The main port of Londinium was situated along the north bank of the river where wharves and warehouses were constructed. The Roman bridge over the river, built in 85-90AD, seems to have been in the same location as its medieval successor, that is with its northern end in line with Fish Street Hill, and was built of timber. It probably acted as a barrier past which only the smallest boats could pass, so coastal and sea-going ships loaded and unloaded immediately downstream of it.
There is little evidence of a formal harbour prior to the Boudicca revolt of 60AD, but writing some decades later, the Roman historian Tacitus looked back to Londinium immediately after the rebellion as “a colony much frequented by merchants and trading vessels”. We can probably assume, however, that the first quays were established from about 62AD, and the port continued to expand until the 3rd century.

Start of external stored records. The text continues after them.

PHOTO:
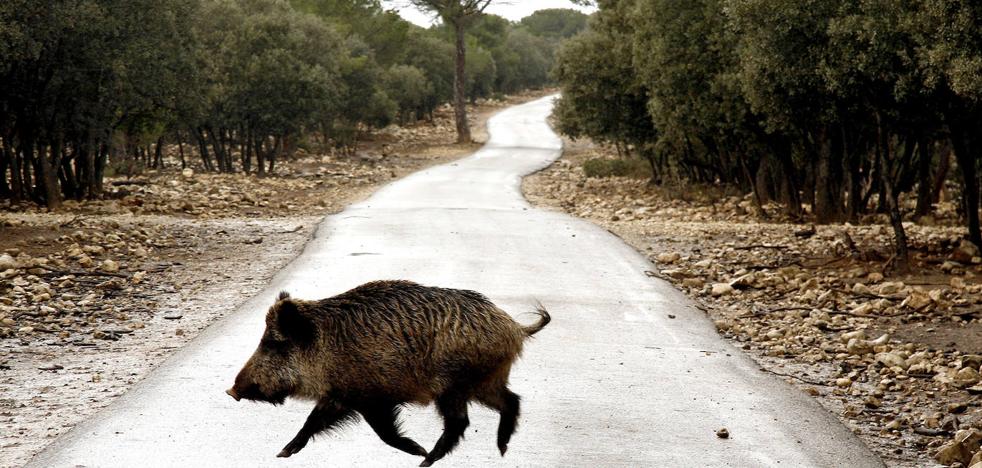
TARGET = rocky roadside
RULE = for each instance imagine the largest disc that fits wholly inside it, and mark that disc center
(94, 296)
(896, 358)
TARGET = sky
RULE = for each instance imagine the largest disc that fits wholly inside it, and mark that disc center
(513, 9)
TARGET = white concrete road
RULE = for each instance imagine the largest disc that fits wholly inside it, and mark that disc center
(613, 381)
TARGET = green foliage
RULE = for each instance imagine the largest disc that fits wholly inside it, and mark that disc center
(602, 98)
(621, 167)
(90, 85)
(826, 102)
(555, 23)
(410, 90)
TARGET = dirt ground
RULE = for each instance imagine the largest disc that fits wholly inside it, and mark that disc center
(896, 358)
(94, 296)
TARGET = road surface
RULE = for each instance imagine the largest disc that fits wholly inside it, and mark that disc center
(613, 381)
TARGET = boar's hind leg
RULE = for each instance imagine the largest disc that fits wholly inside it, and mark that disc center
(508, 405)
(453, 407)
(384, 419)
(325, 416)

From around 100AD and into modern times riparian owners have continuously advanced river walls in London further into the river. This had the effects of narrowing the channel and creating more quay-space. The advance of the quays in later centuries means that the original Roman harbour was not along the current riverbank but over 100 metres further north, under what is now Thames Street. However, the process of reclamation began during the Roman period, so the quays of the 3rd century in the central part of the city were further south than those of 150 years earlier.
During the 1st century the earliest Roman quays advanced the line of the waterfront by about 15 metres. The creation of the waterfront will have been a major enterprise and is unlikely to have been the work of an individual. It seems have been undertaken by the town authority, and archaeological discoveries indicate the involvement of the military.

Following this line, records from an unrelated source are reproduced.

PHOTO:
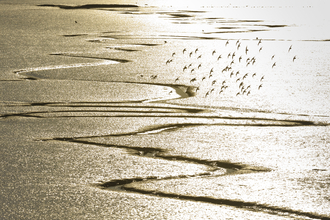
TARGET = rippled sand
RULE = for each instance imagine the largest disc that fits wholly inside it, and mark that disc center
(123, 111)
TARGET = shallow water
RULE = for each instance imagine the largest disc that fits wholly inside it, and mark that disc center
(164, 110)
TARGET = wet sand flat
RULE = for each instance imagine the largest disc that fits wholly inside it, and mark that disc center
(142, 111)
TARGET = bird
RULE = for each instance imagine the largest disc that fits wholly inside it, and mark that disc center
(193, 80)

To the west of the bridge a terrace was formed, held in place by a framework of braced timber baulks stacked horizontally on top of each other. This created a uniform frontage about two metres higher than the flood level, with a small jetty protruding into the river. Buildings, perhaps houses, warehouses or factories, were then constructed over this terrace. The waterfront west of the bridge initially extended to the mouth of the Walbrook stream, and beyond it by 200AD.
To the east of the bridge was a timber landing stage, nearly 60 metres in length east to west, constructed in 70AD. A braced timber wall faced onto the river but was not infilled and probably topped by timber decking. It was this section where ships moored to be loaded and unloaded. There were open-fronted warehouses along the quay, built of timber. The quays were lined with small warehouses for temporary storage. Some of the first buildings were later destroyed or badly damaged by fire and there was therefore occasional reconstruction of buildings. It is quite possible that the warehouses around the riverside were managed by the city’s authority. The quayside probably acted in part as a market, with some sales made directly from the vessels.
As the riverside moved southwards and new storage buildings erected along the new lines, former waterfront buildings were gradually transformed from commercial to residential use, somewhat similar to how 19th century warehouses in Docklands have been reused in modern times. Some of these buildings lasted for 300 years.